Beim Parsen mit dem SAXParser 
	
	
	



```
XMLReader parser = XMLReaderFactory.createXMLReader();
```
sollten alle Zeichen von ContentHandler erkannt werden.


```
public void characters(char[] ch, int start, int length) throws SAXException {
        String str = new String(ch, start, length);
        System.out.println("Zeichenkette: " + str);
    }
```
Ausgabe:


```
Zeichenkette: tutorials.de
Zeichenkette: 2008-02-02
Zeichenkette: ö
Zeichenkette: ä
Zeichenkette: ü 
Zeichenkette: M
Zeichenkette: ü
Zeichenkette: ller
```
Wie kann man das verhindern das die Zeichen einzeln ausgegeben werden? 
Schliesslich will ich jeweils den Inhalt des Ganzen Tags und keine Bruchstücke.

Habe mich hier im Forum auch schon umgeschaut jemand hatte ein ähnliches Problem:http://www.tutorials.de/forum/java/268764-sax-parsing-umlaute-sonderzeichen.html

Dies half mir leider nicht weiter.

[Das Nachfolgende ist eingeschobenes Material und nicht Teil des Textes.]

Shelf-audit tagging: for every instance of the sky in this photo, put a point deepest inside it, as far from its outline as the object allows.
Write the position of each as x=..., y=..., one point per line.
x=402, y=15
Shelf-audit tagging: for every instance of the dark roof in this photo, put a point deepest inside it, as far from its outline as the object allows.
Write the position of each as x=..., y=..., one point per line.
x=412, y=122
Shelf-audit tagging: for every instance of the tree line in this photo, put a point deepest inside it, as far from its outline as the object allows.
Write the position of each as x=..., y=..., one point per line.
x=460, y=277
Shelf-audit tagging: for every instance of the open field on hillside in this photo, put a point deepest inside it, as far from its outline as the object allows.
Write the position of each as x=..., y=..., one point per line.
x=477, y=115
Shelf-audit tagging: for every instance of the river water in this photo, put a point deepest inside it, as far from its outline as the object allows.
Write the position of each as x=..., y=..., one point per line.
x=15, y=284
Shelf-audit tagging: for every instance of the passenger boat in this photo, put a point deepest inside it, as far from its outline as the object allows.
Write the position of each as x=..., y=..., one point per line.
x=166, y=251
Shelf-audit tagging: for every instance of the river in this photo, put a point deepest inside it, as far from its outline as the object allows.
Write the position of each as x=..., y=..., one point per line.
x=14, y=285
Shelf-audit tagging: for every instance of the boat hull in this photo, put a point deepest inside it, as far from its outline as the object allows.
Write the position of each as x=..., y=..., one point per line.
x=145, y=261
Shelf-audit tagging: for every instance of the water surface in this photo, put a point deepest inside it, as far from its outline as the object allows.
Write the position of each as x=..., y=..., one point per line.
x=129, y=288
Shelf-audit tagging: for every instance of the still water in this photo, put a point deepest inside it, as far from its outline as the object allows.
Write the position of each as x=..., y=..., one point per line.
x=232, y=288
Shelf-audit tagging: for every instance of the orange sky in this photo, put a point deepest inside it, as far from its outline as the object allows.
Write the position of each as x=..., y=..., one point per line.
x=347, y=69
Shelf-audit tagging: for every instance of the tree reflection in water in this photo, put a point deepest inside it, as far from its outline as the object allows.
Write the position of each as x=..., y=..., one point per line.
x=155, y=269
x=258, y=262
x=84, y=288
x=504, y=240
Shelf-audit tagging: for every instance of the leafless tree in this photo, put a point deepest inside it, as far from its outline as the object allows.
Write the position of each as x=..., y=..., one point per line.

Ich habe nun einen Weg gefunden die Umlaute korrekt einzulesen bzw. das XML-File mit UTF-8 gleich abzuspeichern, jedoch ersetze ich <,>,/ ,\ innerhalb der Tags durch Unicode... damit das XML-Well Formed bleibt und auch geparst werden kann und dort ist dieses Problem noch immer vorhanden, so das es jeden Unicode einzeln ausgibt. 

Gruß Marco


----------



## Thomas Darimont (27. März 2008)

Hallo,

versuchs mal mit Dom4J:

```
/**
 * 
 */
package de.tutorials;

import java.io.File;

import org.dom4j.Document;
import org.dom4j.io.SAXReader;

/**
 * @author Thomas.Darimont
 * 
 */
public class SAXParserExample {

    /**
     * @param args
     */
    public static void main(String[] args) throws Exception {
          SAXReader reader = new SAXReader();
        reader.setStripWhitespaceText(true);
        reader.setMergeAdjacentText(true);
        Document document = reader.read(new File("test.xml"));
        System.out.println(document.getRootElement().getStringValue());

    }

}
```


```
<?xml version="1.0" encoding="UTF-8"?>
<Test>
    <Head>
        <Name>tutorials.de</Name>
        <ErstellungsDatum>2008-02-02</ErstellungsDatum>
        <Ansprechperson>öäü Müller</Ansprechperson>
    </Head>
</Test>
```

Ausgabe:

```
tutorials.de2008-02-02öäü Müller
```

Gruß Tom


----------



## critti (27. März 2008)

Hmm.. das Problem liegt daran das meine Aufgabe mit SAX gelöst werden soll.. und die ganze Applikation schon so konstruieret wurde.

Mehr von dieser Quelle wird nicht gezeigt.